To contact Shepreth Wildlife Conservation Charity (SWCC), during the centre opening hours (usually between 10am and 5pm) please call 07505651968
Out of hours please email email@example.com or leave a message on the Facebook page (not monitored 24 hours).
HEDGEHOG RELEASE SITE INFORMATION
Thank you very much for becoming a release site for hedgehogs from the SWCC Hedgehog Rehabilitation Centre and supporting the conservation of hedgehogs.
Before your hedgehog arrives
Get a release pen
- It should be around 2m square (rabbit runs are usually suitable). Alternatively, you can make your own and we are happy to advise on this.
- It needs to be in a sheltered area of the garden, protected from full sun.
- Hedgehogs are very good diggers and climbers so it must be secured to the ground and ideally have a secure top to stop birds and cats stealing food.
- Put in leaves and small logs for interest.
- Daily, any faeces, and uneaten food should be removed.
- You will need some pet disinfectant such as Johnson’s Clean and Safe for small pets. Any other approved disinfectants should be both anti -bacterial and anti- fungal.
The hedgehog house
- This can be bought or made, instructions are available on the internet. A good example of this can be found on the BHPS website.
- Filled with plenty of straw or hay. You can line the house with newspaper. This makes it easier to clean out when the hedgehog has gone.
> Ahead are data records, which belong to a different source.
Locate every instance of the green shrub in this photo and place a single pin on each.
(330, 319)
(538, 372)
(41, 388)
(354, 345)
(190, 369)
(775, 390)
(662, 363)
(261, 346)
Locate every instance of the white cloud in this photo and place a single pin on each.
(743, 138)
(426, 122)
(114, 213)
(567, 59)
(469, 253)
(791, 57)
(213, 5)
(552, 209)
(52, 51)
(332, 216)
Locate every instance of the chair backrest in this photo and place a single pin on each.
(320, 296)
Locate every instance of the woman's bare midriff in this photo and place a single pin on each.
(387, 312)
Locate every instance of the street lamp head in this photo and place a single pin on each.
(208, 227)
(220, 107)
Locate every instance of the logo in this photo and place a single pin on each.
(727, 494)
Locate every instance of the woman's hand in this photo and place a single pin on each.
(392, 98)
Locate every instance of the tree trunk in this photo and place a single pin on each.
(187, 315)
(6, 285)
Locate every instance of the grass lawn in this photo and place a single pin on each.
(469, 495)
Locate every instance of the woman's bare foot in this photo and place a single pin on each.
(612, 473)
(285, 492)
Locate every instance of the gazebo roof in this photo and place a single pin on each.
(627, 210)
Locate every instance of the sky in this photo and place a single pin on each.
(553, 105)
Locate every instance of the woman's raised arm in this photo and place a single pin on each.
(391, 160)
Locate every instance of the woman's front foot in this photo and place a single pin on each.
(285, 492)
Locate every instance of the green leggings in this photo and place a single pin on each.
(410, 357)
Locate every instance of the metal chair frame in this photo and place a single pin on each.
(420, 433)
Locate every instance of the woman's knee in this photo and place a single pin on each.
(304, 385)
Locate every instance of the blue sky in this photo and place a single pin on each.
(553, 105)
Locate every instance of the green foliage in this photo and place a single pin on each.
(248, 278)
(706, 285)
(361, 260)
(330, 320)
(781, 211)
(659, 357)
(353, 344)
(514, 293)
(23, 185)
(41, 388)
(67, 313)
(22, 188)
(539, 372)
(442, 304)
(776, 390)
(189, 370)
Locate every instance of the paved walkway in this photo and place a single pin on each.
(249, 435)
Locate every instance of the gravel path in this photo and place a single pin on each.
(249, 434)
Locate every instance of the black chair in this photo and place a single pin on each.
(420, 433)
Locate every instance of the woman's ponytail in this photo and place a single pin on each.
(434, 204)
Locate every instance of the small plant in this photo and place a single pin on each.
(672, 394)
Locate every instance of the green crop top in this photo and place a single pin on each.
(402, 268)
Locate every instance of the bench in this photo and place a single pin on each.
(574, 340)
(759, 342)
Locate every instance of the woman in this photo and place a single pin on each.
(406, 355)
- Normally 100g of wet food plus a couple of spoons of dry food. Suitable wet foods are meat -based dog and cat food (no fish flavours or gravy). In warmer weather, this should only be put out at night and removed early in the morning or it will attract flies.
- Dry food is very important in preventing dental problems as hedgehogs get older. Any small cat biscuits are suitable (again no fish flavours).
- Dishes should be sterilised daily using boiling water and an approved pet disinfectant.
- A shallow dish of fresh water should always be available.
- Dishes for food can be old saucers and any old heavy shallow dish makes a good water bowl- hedgehogs tip bowls over so the heavier the better.
On the day of collection
- You will need to bring a box with a lid or cat carrier. Put newspaper on the based and also scrunch some up for the hedgehog to hide in.
- Carefully put the hedgehog in the pen near to the hedgehog house and let it settle in. Keep noise to a minimum.
- It will be very frightened and may not come out for a while. Alternatively, it may be very lively and start to pace around, climb and try to dig its way out.
Once your hedgehog has arrived please observe its behaviour and keep the Glatton HogBlog up to date.
- Do not be alarmed if it stays in the house for a couple of days.
- The hedgehog may pace up and down (this is a sign of stress and you need to let us know- we are likely to say to let it go)
- It may not eat much to begin with.
Concerns – please let us know if
- Your hedgehog does not eat for more than 3 consecutive nights.
- Your hedgehog escapes.
- You notice any crusting to the ears, face or spine loss.
- The hedgehog is scrabbling at the wire mesh for long periods of time. This can lead to foot damage.
- Anything else that concerns you.
- Please find out where your nearest 24hr vet is located in case of an out of hours emergency.
At the end of the discussed release period the pen is opened, and the hedgehog is free to go. Some may stay and make use of the house and food for days or sometimes weeks afterwards while others will go at the first opportunity.
Once you are sure the hedgehog has left, the house should be emptied, cleaned and thoroughly disinfected Suitable cleaners should be both antibacterial and antifungal. Johnston’s small animal cage cleaner is suitable. Check other brands for recommendations.
Please continue to provide dry food and water each night. Water in a shallow dish is extremely important especially in hot dry weather. Even if the hedgehog does not make its permanent home in your garden, this will encourage it to visit.